While the Likud firebrand and current Transportation Minister Yisrael Katz is over the edge calling the outline draft platform "a declaration of war," the document is neither a roadmap to peace nor a open hand for President Obama. The Men of Fatah seem bound and determined to at least equal the Saudi ForMin in sheer cussedness.

Only by outdoing the Islamist jihadists of Hamas do the Fatahites believe they can overcome both the generation gap and the odor of graft, corruption, impurity, and impiety which clog the noses of so many Palestinans. Only by outdoing the Islamist jihadists of Hamas will it be possible to reclaim the premier status Fatah enjoyed way back when ole Yasser stood at the podium at the UN General Assembly with a pistol on his hip.
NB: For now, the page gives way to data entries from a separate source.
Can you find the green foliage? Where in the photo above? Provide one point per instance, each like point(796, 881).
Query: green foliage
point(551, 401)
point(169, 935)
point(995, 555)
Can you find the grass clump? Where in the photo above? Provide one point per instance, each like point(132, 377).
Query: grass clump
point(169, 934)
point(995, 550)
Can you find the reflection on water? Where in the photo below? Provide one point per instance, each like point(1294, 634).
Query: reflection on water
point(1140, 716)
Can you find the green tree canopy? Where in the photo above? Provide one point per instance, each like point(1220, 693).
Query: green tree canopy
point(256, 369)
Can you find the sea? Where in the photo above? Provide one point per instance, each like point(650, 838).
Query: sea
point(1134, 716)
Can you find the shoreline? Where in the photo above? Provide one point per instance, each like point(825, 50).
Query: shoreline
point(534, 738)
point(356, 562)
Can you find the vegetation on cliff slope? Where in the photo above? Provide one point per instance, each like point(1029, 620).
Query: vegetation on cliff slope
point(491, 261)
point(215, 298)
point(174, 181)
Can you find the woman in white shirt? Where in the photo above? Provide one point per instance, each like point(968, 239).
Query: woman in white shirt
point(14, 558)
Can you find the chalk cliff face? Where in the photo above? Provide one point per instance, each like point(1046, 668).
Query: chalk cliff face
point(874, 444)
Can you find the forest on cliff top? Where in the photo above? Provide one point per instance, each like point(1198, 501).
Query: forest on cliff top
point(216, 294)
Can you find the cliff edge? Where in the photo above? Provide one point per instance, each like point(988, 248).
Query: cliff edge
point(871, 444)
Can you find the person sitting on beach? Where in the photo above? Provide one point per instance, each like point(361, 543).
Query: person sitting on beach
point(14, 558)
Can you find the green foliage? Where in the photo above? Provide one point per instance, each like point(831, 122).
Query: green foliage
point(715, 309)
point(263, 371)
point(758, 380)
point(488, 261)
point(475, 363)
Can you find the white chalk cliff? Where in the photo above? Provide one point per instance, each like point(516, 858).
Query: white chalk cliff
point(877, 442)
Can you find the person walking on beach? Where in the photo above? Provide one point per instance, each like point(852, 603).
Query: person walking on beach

Only by outdoing the Islamist jihadists of Hamas will Fatah emerge from the shadows and dominate the lackluster Palestinian Authority and successfully challenge Hamas for the status of capo. Perhaps this is why Mohammed Ghneim has returned after forty years in exile. His return is intended to have two results.

His lesser intention is to boost Mohammed Abbas who has been attacked by another alte kampfer, Farouk Kaddoumi, who accused Abbas of having poisoned Arafat. Sure is a whole lot of brotherly love and good vibes in Fatah, isn't there?

Ghneim's second goal is getting himself elected jefe grande. He sees himself as the anointed, pure successor of Arafat.

Ghneim is an intransigent. That is why he stayed in exile for nearly twenty years after Arafat returned to the West Bank. He had vowed to return only to a "Palestinian state." Now he intends to take the reins of a newly revitalised, again quite militant Fatah and outpoint Hamas so that unity again exists. This, plus a harder hard-line against Israel will make Fatah the single player bringing an (expanded) Palestinian Authority into existence.

None of these developments any more than Hamas' continued bitter opposition to Fatah can give any encouragement to any diplomatic types who vest hope for peace in the upcoming conflab. Nor can a certain Nice Young Man From Chicago currently occupying the Oval Office take any comfort in the launching of Fatah 3.0.

The aging Ghneim is a revolutionary. He still is what Arafat once was many, many years ago, a committed revolutionary coveting a totalistic goal. He is not a statesman in the making. No. The old man of Fatah knows this is his last grasp at the big gold ring. With the help of younger, more radical members of Fatah as well as those whose grudge load against the current PA and Hamas is heavy, he may claim the top job. Then the Mideast will be in for a load more of bloodshed.

After a brief flirtation with a sort of Thermidor, Fatah and the PA is poised for another round of co-option to the left, to the extreme, to more blood and gore. This is a very unpleasant prospect to contemplate. But, it is one on which a grip must be taken.

One might ask if the Obama administration, particularly the President and SecState are up to getting a firm hold on a prickly potential. One might be forgiven for dreading the response.